According to Pillay, their research work incorporates two approaches – a scientific model and a business model. “We work in close conjunction with our technology transfer office, Wits Enterprise, which is involved in the commercialisation of the technology down the road.
“What we want is for these technologies to become available to patients to use. We don't just want to create a whole lot of patents to sit on a shelf or publications in journals – it must be available for use.”
He adds, however, that this is not an easy process. ”It involves discussions with large multi-nationals, venture capital companies, angel funders, and so on. We really want to showcase the technology so people can see its advantages and investors can get involved.
“We're prepared to show government the superiority of the technology, and hopefully get them to fast-track the technology and get it to market, without compromising the scientific process.”
He notes that, while funding for nanotechnology is being made available, nanoscience is a very expensive field. “The equipment, especially imaging tools, is very costly – we have recently been awarded an imaging system for R8 million.”

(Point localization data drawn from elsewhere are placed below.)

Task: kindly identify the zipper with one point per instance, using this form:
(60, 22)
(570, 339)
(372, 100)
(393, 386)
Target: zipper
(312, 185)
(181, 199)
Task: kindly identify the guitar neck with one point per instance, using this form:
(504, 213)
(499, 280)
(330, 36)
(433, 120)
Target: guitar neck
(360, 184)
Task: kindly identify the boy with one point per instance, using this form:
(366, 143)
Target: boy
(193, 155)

Govender adds that government prioritises HIV, TB and malaria-related research, as these are major concerns for SA and Africa. “Our country is doing the right thing by focusing on what the problems are in SA.”
While theses advances herald significant breakthroughs in preventing and treating disease, there are still many unknowns regarding the long-term effects of using nanoparticles inside the body.

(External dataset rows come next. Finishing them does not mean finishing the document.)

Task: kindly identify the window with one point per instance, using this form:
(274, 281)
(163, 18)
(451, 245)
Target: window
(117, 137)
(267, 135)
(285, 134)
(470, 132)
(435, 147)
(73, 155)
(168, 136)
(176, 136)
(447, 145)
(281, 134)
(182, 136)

“Internationally, scientists are running into highly restrictive regulatory barriers,” explains Pillay. “You can come up with a fantastic product, but get nowhere because the regulations around nanotechnology are very hazy.”

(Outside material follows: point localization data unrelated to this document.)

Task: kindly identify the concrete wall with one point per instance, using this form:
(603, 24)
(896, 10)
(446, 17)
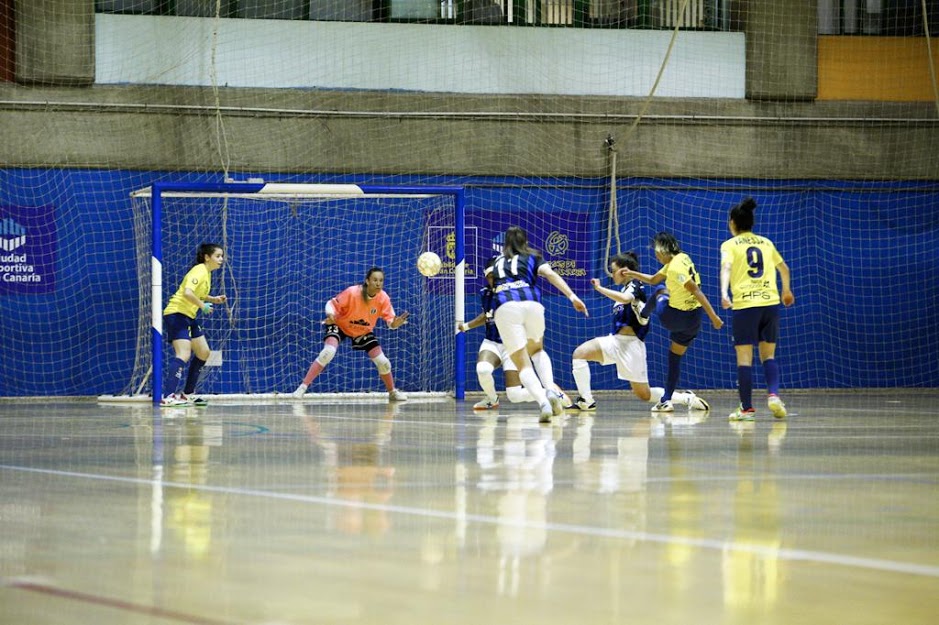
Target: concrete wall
(779, 133)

He explains that, from a scientific viewpoint, the concern is understandable. “If you take molecules from their normal state to the nanostate, you change their chemistry completely, and if you aren't careful enough, it could create toxicity in cells, genetic mutations – there's a huge debate going on around toxicity.”
Govender adds that scientists have to consider the implications if nanoparticles are sitting all across the body, or stored in various organs. “We don't really understand what happens, but we're exploring the positive aspects of the technology, and seeing what it can do, and then we'll work around the potential negative aspects.”
“There are challenges, but you shouldn't stop scientific progress because of challenges, says Pillay. “It should spur you on to prove which are non-feasible technologies, and which can be fantastically enabling.”
In future, predicts Pillay, nanotechnology's role in healthcare could bring about effective disease prevention systems. “I foresee people looking at bio-robotic-type systems, where a nanochip will potentially be able to detect diseases before they manifest by monitoring the body's biochemical and genetic make-up.
“For example, one of our projects involves nanosensors that could detect changes in the biochemical climate and feed it back into the biological system.” Through this feedback loop, explains Pillay, you can change things in the system before they develop into potentially life-threatening illnesses.